# *updated with purchase* I'm buying a Kayak this weekend. Anyone used a Ascend FS10?



## cpowel10 (Jan 26, 2011)

I'm heading up to the Macon BPS this weekend to buy a kayak.  It will be a birthday/college graduation present for me.  I've got several BPS gift cards from Christmas, so I want to buy it there.  I plan on using it on the Flint (near Hwy 32) and a few other rivers, but most of my fishing will be in our ponds.  My main reason for buying one is so when I go fishing alone I don't have to get out the bigger boat.  I'm also planning a few trips down river with a few buddies that already have yaks.  I'm 6'1" tall and 210 lbs.

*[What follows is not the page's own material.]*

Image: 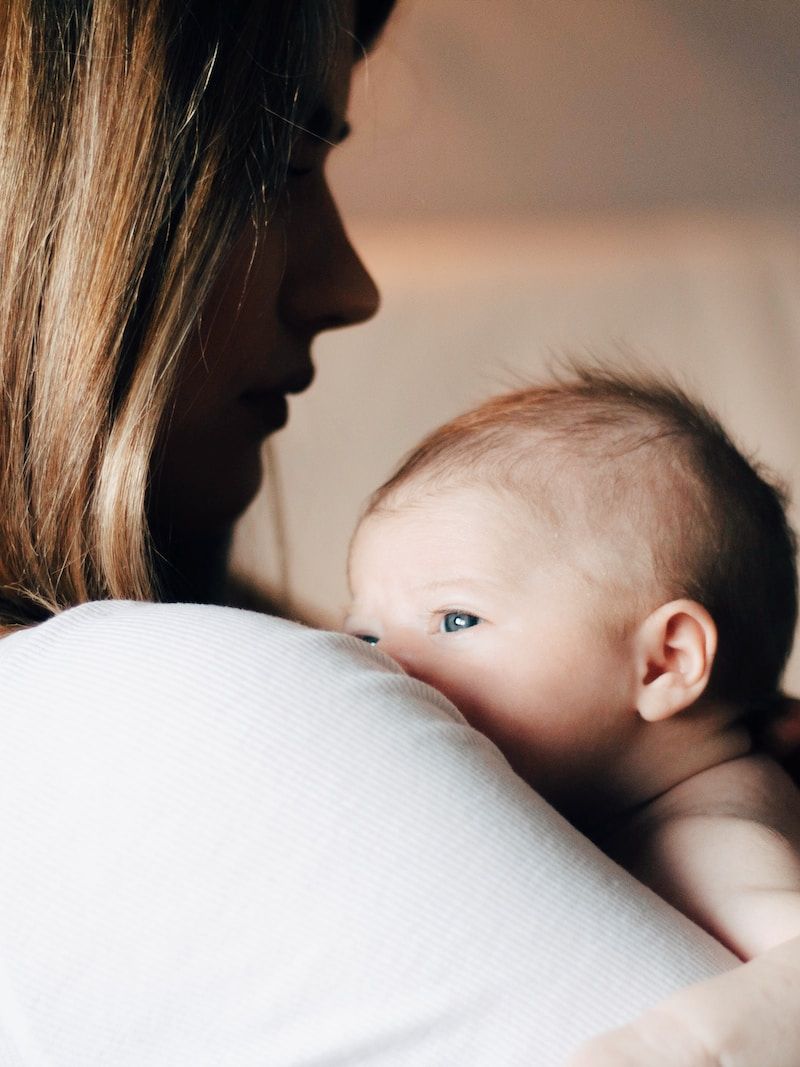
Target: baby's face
[346,488,635,809]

I've been looking around the website, and I think the Ascend FS10 would be a good choice.  Anyone used one? This is it 
http://www.basspro.com/Ascend-FS10-Sit-In-Angler-Kayak/product/10213821/-1764045

Also, has anyone used this vest?  It seems like a good deal with all the pockets and a mesh top.
http://www.basspro.com/webapp/wcs/s...17000?cmCat=CROSSSELL_PRODUCT#prodDescription


----------



## speechless33759 (Jan 26, 2011)

Sultan can chime in on that one. From what I can tell its a decent kayak. Not much space though but you NEED to look at the weight rating and add an additional fifty to seventy pounds to your weight to compensate for fishing gear. Youd be surprised at how heavy your tackle gets.


----------



## GeorgiaPineHunter (Jan 27, 2011)

My friend has one and he loves it. He's around 170# and only carries 5-6 lbs of tackle. He says it's pretty stable and tracks straight. I've only paddled a very small amount in it.


----------



## Randy (Jan 27, 2011)

I recommend sit on top kayaks for fishing.


----------



## FERAL ONE (Jan 27, 2011)

also a longer boat will paddle better. the bes t way i saw it described is a small boat paddles like this
(
)
(
)
(
)
and a longer boat paddles like this 
l
l
l
l
l
l
l
my .02 !


----------



## deerhunter09 (Jan 27, 2011)

I've heard that they have had some problems with the Ascend kayaks, leaks in particular.
 Just my opinion, but I would buy something else, and especially make sure it's a sit on top if you're going to be fishing.


----------



## Lawnmowerman (Jan 27, 2011)

That's an awesome vest!
Caught mine on sale for $29
I'm wearing it in my avatar.

As far a Kayaks,,, Buy you a COOSA,!!


----------



## willyredeemed (Jan 27, 2011)

for a couple more bills, u could get yourself the ok endeavor...an all-around kayak with a proven hull design.  i think it's the same as the ok prowler 13 (non-trident series) but made specifically for bps.  runs $699 and should be in stock...at least i saw it at the bps lawrenceville last night.


----------



## DawgsAndHawgs33 (Jan 27, 2011)

jackson coosa s are very nice kayaks


----------



## willyredeemed (Jan 27, 2011)

+1 on the coosa.  i think there's a wait time for them, tho.


----------



## aznflycaster (Jan 28, 2011)

If you mainly fish flowing river get a 12ft or less and if it's still water 14ft or more. Longer boats are hard to steer thru the shoals.


----------



## GABASSMAN (Jan 28, 2011)

you buyin a yak?! better make it camo i dont want them ducks seeing it coming down the river or hidden in the cat tails next duck season


----------



## cpowel10 (Jan 28, 2011)

Thanks for the help yall!



GABASSMAN said:


> you buyin a yak?! better make it camo i dont want them ducks seeing it coming down the river or hidden in the cat tails next duck season



I'm one step ahead of ya, check out the link in my original post.  No painting for me!  I need to talk to you about a Flint trip, John is already in on it.  The bridge to put in is only about 10 minutes from the house.


----------



## willyredeemed (Jan 31, 2011)

just curious, what did you end up getting?


----------



## cpowel10 (Feb 2, 2011)

willyredeemed said:


> just curious, what did you end up getting?



I ended up getting the FS10 (and the lifejacket I mentioned).  I like it so far!  Most of my fishing will be in our ponds so I decided a 10' would be good since I can slide it in the back of my truck.

I took it out sunday afternoon for an hour and caught 8 bass in the yak.  The biggest was about 2lbs, nothing special...but a whole new experience on a 5'6" light rod in such a small boat.  I love it!


----------



## DawgsAndHawgs33 (Feb 2, 2011)

at least you are happy with it thats all that matters


----------



## FERAL ONE (Feb 2, 2011)

good deal !!!! congrats on sliming the new ride !!!!


----------



## GeorgiaPineHunter (Feb 2, 2011)

Congrats on the new boat! They're sweet!


----------



## aznflycaster (Feb 2, 2011)

Welcome to the addiction.


----------